Do not insult me and then then be all hurt when I write you back and tell you what an imbecile you are!
I no longer have patience for this. It just pisses me off these days. I almost wish I could physically slap them upside the head.
And that is how I know I have been here too long.
Do you ever feel that way? That it is time to move on because you just want to tell people off?
I think that just may be my final hint.
Or maybe I am just in a bad mood these days.
Or PMS?



CANUSA2007 54M/59F  
763 posts
10/24/2009 1:25 pm

I get that way occassionally. USA and I took a break from swinging for a while. We had to step back and reevaluate why we are here and what we wanted. As it turns out after many conversations we are back on track of knowing what is best for us.
We also have made awesome friends, yourself included hun. We don't want to give that up either. But as far as people understanding what we are looking for........it's hard. Not everyone understands. But we'll beat to our own drum.
Do what we do best.........each other.

Keep It Real


rm_needmore0254 70M
32 posts
10/24/2009 7:48 pm

You know a funny thing happened to me too.
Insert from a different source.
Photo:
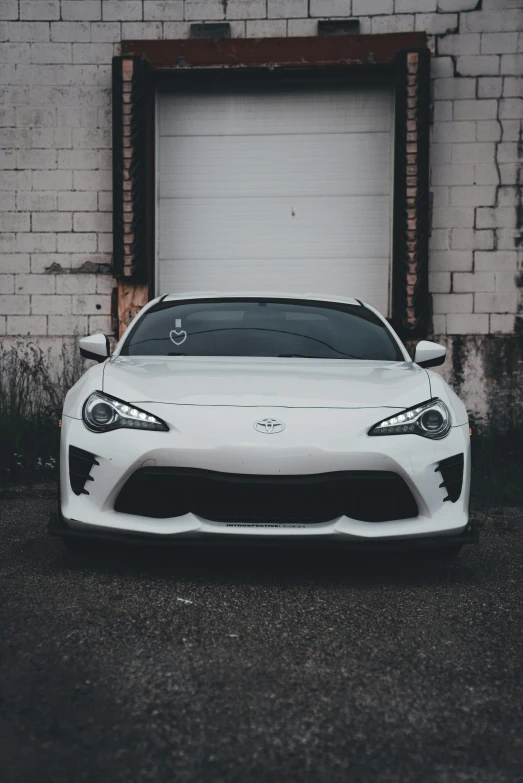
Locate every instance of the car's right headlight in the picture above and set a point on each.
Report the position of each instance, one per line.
(102, 413)
(429, 419)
It is that my experience here has been almost exactly like yours too. I got to the point where I have left the site for a couple of different reasons at different times (met someone and wanted to give it a chance, got pissed off at the bots and some of the moronic rules here, etc.). And I always came back. Mostly because of the friends met over the years, some to chat with new ones that I hope to have for a long time too. And like you my profile says NOT MEETING ANYONE AT THIS TIME but that does not seeem to matter just like has happened to you. So is it coming to my end here? Not sure. But I have to say the other sites are too vanilla and don;t have the same entertainment as I have always found here.


MsHooligan 60F

10/25/2009 6:19 pm

Well, you know hun, I get that way at times, and I find myself backing off from things for awhile. It usually helps. I know you are very stressed, and have a very full plate right now. Hopefully once your health issues have been resolved, you can then concentrate on YOU again.
I will do everything I can, along with Mr Hooligan to be there for you, and help you with anything. But I think you know that already!!
Love Ya Girl!!!!!!!!!!


TheLazyDogg 64M

10/26/2009 5:16 am

Great post! I've read your profile and we'd be perfect for each other.
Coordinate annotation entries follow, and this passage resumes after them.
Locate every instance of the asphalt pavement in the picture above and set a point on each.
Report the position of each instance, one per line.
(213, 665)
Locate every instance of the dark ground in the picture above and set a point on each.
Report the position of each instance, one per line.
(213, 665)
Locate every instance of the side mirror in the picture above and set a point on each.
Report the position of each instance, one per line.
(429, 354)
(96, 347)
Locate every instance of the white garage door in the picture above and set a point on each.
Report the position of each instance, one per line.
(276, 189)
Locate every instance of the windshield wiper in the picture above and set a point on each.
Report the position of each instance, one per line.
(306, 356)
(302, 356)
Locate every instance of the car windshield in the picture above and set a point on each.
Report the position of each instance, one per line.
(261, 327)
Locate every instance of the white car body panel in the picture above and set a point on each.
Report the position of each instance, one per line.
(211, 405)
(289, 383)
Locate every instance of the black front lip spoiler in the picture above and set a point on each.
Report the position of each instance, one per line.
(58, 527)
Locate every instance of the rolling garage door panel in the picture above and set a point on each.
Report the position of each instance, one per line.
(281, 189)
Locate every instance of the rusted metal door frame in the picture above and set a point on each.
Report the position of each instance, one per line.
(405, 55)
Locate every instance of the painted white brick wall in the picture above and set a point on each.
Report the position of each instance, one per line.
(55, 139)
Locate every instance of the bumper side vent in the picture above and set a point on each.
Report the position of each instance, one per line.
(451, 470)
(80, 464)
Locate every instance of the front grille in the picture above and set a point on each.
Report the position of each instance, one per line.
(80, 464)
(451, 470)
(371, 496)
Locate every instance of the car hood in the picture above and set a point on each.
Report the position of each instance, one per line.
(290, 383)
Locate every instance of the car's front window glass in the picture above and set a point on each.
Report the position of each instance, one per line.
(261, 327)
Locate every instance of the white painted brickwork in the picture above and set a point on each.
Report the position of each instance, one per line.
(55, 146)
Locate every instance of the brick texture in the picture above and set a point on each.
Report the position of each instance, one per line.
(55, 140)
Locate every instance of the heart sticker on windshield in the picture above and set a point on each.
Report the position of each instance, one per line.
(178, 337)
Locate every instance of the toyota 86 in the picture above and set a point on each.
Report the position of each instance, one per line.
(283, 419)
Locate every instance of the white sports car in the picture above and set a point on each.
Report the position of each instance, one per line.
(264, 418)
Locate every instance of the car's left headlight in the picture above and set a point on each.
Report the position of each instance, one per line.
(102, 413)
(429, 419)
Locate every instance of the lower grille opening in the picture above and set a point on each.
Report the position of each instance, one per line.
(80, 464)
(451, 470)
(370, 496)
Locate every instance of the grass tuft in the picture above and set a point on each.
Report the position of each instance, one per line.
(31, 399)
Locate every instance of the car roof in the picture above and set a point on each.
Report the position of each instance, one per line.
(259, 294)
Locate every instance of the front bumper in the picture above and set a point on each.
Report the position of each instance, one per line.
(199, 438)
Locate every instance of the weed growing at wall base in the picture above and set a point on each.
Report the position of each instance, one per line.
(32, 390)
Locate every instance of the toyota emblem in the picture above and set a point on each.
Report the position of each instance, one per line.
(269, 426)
...but only because I'm too far away to get smacked. You're probably not aware that I once made a spurious profile on this site as a drop-dead gorgeous redhead female, for my own amusement and education. You have my deepest respect for standing your ground, and my sympathies both for your difficult decision to remain and for having to put up with the same dweebs I did as "Sandy".

Be well
James


able202 63M
3108 posts
11/1/2009 7:04 pm

Hey I know people don't read profiles fully. But you do what you want to do. That is the way it should be. People who like and liked you for who you are and how you think are all that count.
Take care and never do something you don't want to..

I'm glad to have had the chance to talk with you and just laugh at crazy things and find that we thought alike about some things.

Happy trails always

Able202


wpxsexartist 62M

1/20/2011 5:00 am

Hey Jewels... I read this post and smiled... its been awhile and I'm glad you had the experiences you did and it seems you have moved on.. so its how it should be.. AQ, Senior Sizzle and all ... are stepping stones in this adventure we call life... it was great to see you have animals and a new place to live it... I am one who is glad to have met you and I'm also glad to know your doing new things... I hope your health is good and all is well with you... It's all good... Don

I love being good at being bad....


winnipegjewel13 58F
7781 posts
2/17/2011 2:32 am

Wow.... popped in after quite awhile and was surprised to see comments.
I have not been forgotten!!

Sometimes I miss my old life, sometimes not..... but I sure made some wonderful friends and some great lovers.
Seems I must be considering the 'coming back' part again tho.... or I would not even be here.
They say life is cycles.... maybe a new one is starting again.
And maybe I will be lucky enough to meet some new and interesting people again?